This article is based mostly on Intel CPUs. Though the information may carry over to AMD CPUs, I do not claim that any information contained below is true for AMD cpus.
Please use common sense, good cooling, and test stability stringently; and you shouldn't have any problems.
How to Set Your Temperatures Correctly / TJ Max Explained
There has been a lot of speculation recently about temperature readings on the Core 2 line by using different programs or that certain programs are better for 65nm Quads vs. 45nm Quads. The truth of the matter is that all of the programs are just taking a reading given by the motherboard and using a very basic equation to find the reported core temperature.

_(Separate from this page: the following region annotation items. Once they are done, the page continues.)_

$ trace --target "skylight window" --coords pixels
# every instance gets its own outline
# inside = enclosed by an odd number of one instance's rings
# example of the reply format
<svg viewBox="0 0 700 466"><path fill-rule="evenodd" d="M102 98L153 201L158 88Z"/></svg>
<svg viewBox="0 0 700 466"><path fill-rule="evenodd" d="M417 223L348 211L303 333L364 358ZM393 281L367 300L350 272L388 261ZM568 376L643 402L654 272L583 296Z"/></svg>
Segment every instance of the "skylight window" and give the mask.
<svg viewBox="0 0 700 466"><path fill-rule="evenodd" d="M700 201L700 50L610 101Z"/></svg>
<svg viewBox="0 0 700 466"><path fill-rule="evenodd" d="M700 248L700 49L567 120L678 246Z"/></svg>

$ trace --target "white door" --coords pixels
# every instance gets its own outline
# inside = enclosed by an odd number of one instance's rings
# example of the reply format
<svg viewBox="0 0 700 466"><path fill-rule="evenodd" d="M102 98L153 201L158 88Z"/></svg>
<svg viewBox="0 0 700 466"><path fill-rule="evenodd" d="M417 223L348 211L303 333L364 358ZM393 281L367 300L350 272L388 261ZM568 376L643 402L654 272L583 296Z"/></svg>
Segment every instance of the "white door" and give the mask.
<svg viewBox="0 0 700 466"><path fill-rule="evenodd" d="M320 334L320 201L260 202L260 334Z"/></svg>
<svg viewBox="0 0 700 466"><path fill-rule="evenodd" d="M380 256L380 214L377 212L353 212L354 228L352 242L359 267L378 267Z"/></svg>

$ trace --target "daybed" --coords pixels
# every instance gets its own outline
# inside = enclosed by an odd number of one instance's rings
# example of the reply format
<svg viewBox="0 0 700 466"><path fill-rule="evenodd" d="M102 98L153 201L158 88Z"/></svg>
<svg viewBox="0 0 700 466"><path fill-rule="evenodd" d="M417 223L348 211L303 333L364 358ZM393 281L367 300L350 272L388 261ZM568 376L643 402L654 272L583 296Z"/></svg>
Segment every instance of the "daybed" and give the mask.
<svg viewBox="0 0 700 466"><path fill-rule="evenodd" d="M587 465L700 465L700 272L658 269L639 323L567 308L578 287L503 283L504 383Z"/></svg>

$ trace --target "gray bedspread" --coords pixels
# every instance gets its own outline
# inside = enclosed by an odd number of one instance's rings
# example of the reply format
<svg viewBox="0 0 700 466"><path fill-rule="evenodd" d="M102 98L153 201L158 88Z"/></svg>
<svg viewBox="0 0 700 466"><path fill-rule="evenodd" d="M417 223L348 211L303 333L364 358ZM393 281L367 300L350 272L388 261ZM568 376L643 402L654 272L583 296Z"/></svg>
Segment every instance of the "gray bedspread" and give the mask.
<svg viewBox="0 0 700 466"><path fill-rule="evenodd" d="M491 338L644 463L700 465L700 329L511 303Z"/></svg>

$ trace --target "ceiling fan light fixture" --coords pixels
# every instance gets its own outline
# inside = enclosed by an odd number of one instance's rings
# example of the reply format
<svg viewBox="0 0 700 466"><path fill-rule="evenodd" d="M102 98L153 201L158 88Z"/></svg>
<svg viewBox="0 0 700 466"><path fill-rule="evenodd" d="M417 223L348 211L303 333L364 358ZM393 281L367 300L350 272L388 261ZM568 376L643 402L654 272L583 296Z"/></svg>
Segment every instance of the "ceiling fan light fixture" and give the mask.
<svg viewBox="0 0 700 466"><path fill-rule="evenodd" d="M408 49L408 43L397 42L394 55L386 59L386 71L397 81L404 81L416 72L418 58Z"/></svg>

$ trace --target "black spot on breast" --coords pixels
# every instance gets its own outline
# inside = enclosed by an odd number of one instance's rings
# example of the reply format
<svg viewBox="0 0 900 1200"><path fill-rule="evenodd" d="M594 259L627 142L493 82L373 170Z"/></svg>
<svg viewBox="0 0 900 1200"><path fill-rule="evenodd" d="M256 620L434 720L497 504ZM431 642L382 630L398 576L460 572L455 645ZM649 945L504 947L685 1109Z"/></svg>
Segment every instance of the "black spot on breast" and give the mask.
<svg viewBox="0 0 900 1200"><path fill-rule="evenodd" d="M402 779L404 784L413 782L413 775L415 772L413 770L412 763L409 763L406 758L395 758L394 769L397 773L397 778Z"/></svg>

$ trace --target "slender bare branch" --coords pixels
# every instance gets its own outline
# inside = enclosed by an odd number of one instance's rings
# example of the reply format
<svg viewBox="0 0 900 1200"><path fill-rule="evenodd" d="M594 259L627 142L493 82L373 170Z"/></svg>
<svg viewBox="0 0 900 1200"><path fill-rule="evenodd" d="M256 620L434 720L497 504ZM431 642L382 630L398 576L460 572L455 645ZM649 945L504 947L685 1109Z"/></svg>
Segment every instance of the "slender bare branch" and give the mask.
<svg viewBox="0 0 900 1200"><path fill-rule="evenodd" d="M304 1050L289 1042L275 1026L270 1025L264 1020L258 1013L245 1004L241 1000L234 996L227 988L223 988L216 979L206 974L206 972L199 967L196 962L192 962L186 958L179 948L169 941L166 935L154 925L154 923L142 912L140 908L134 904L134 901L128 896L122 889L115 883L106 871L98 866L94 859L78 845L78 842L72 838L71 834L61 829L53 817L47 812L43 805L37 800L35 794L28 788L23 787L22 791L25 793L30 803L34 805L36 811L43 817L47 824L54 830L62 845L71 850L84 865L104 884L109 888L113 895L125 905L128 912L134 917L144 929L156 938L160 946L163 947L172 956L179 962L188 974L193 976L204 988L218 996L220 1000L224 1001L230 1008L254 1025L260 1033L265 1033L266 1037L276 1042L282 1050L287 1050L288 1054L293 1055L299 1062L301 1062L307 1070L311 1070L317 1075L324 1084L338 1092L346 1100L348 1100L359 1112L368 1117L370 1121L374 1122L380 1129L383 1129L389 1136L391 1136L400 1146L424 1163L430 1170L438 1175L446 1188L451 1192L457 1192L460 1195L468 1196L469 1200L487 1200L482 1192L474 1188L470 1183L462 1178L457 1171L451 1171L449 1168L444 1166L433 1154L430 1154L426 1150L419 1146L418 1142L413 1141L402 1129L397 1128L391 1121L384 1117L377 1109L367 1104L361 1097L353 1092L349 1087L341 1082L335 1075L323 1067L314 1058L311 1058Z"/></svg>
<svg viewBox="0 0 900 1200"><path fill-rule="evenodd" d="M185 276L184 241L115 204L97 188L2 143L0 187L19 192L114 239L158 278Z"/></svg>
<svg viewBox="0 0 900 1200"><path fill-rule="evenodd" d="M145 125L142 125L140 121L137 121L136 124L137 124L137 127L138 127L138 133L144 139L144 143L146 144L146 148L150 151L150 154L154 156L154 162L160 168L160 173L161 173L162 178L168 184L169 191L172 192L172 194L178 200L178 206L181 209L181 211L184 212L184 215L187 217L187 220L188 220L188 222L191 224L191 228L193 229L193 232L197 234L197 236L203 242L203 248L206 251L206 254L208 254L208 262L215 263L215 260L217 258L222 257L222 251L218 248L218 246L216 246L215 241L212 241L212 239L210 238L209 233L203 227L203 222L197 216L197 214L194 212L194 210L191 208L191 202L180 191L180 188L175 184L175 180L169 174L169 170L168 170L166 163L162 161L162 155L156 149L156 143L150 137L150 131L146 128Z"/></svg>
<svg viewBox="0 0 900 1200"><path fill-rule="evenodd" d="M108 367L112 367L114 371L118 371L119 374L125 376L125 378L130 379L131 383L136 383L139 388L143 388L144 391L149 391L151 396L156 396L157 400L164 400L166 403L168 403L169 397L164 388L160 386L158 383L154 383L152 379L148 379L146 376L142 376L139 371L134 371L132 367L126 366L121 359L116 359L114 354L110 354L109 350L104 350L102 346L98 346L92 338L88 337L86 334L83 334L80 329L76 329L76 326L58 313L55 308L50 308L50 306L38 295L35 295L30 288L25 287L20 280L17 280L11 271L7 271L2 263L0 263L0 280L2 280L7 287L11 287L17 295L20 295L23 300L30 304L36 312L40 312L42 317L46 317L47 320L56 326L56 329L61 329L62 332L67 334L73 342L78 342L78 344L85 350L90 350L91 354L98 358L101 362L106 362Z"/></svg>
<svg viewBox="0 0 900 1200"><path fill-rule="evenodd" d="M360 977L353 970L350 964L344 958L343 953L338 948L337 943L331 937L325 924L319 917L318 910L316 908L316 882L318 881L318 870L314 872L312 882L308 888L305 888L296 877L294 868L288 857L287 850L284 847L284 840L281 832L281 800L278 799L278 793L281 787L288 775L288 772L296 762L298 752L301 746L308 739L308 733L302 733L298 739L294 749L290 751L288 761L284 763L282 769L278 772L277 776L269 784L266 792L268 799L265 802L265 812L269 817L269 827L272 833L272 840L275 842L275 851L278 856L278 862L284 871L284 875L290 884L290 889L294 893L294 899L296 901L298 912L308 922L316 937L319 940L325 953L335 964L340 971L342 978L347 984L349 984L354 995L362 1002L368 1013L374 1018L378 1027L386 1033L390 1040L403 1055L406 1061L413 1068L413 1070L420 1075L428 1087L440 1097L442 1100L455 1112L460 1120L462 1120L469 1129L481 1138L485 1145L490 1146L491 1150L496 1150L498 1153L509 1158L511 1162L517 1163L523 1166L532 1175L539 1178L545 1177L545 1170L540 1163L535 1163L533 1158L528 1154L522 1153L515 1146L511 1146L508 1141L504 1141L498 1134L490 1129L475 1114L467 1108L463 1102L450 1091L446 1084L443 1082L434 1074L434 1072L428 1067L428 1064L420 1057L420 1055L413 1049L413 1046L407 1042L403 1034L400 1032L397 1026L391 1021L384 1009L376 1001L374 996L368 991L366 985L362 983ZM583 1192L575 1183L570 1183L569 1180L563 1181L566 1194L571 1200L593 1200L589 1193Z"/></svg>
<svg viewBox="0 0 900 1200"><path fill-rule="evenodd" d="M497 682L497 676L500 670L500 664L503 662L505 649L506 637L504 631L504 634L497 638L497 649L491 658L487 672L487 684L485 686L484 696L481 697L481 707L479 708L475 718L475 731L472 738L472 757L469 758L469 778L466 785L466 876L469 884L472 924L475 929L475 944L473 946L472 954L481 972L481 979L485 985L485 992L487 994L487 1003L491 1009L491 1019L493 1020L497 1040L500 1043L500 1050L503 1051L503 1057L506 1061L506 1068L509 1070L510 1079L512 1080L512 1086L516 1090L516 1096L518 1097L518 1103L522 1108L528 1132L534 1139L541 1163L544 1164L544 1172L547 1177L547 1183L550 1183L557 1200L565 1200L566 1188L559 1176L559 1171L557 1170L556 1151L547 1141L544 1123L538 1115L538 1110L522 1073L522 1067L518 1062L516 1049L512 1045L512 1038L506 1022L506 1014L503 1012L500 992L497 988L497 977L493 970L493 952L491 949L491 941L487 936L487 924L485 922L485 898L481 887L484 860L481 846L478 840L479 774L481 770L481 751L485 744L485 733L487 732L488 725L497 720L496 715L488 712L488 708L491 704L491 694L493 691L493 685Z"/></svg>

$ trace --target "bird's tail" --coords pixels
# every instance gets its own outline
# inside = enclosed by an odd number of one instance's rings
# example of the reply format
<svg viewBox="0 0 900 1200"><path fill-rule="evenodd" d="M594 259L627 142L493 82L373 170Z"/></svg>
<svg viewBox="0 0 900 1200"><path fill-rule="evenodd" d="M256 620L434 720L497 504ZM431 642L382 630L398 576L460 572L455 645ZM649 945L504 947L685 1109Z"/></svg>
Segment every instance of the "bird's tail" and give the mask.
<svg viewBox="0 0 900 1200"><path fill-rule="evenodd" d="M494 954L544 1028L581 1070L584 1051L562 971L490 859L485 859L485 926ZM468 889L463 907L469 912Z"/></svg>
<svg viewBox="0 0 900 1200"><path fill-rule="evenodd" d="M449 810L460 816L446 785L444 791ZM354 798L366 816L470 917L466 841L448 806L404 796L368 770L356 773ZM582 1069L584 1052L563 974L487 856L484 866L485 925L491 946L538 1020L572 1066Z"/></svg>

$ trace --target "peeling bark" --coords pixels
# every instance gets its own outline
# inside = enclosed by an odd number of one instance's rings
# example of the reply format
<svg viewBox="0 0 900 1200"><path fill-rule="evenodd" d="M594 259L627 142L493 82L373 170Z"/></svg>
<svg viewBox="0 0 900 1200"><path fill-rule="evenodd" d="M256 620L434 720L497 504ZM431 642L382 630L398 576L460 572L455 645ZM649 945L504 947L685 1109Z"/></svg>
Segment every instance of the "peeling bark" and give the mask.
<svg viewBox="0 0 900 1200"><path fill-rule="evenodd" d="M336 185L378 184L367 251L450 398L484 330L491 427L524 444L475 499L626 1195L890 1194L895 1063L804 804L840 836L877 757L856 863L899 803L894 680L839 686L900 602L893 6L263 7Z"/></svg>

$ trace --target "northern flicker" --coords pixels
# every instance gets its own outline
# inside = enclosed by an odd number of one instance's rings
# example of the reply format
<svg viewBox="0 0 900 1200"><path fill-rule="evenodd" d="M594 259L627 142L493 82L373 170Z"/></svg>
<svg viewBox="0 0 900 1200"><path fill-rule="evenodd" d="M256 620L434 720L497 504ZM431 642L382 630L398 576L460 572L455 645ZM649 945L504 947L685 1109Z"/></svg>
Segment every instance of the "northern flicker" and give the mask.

Core Temp = TJ Max - Distance to TJ Max.
The motherboard reports the distance to TJ Max and the program inputs it with its value for TJ Max (Thermal Junction Maximum). Therefore if the wrong TJ Max is set, all core temperature readings are wrong. The TJ Max Values for most of their processors, but the Distance to TJ Max will always be correct.
Intel Source
Intel Atom N270 --- 90C
Notice: B3/L2/M0 Steppings were not included directly in the pdf sourced above. I never noticed their exclusion from the pdf and their subsequent inclusion by Tom's Hardware from which I took the chart and changed to fix the for update. I have now removed the B3/L2/M0 steppings from the chart with the exception of the L2/M0 E1000 which was in the pdf. Intel has said that it was their goal to raise TJ Max in the GO steppings so one could infer that the B3/L2 steppings would be the same as the B2 steppings, but there is not a definitive word and I will not make assumptions. Also, I would
guess that the M0 would be increased like the G0, but again there is no definitive word as these TJ Max Targets were never released.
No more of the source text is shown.